La convention républicaine, moins médiatisée à cause de la menace de l’ouragan Gustav sur la Nouvelle-Orléans, profite néanmoins à John McCain. La prestation de sa nouvelle colisitière Sarah Palin n’y est pas étrangère. Il jouit alors de "l’effet Palin".

L’enquête USA Today-Gallup, publiée le 7 septembre dernier, donne au sénateur de l’Arizona 48 points contre 45 pour son homologue de l’Illinois.

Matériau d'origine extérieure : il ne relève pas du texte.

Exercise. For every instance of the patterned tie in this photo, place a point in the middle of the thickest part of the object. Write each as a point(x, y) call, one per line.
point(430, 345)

L’effet s’est depuis résorbé si l’on s’en tient aux sondages parus la semaine dernière.

Selon l’une d’elle, l’étude New York Times/CBS News, cet effet n’a de l’incidence qu’au sein de l’électorat républicain et ferait même perdre du terrain à McCain auprès des femmes.

Avant les conventions, McCain récoltait 44% des intentions de vote auprès des femmes blanches contre 37% pour son adversaire. Barack Obama a depuis rattrapé son retard : elles sont aujourd’hui 47% contre 45% à vouloir voter pour lui.

Les Américaines, toutes races confondues, préfèrent d’ailleurs le démocrate (51% contre 38%). Les hommes, eux, sont plus sensibles au message du républicain John McCain (49% contre 41%).

Les sondages fluctuent au gré des préoccupations des Américains. Avant le couperet du 4 novembre prochain, les candidats à la Maison Blanche ont encore une chance de convaincre les sceptiques , le duel télévisé de vendredi prochain.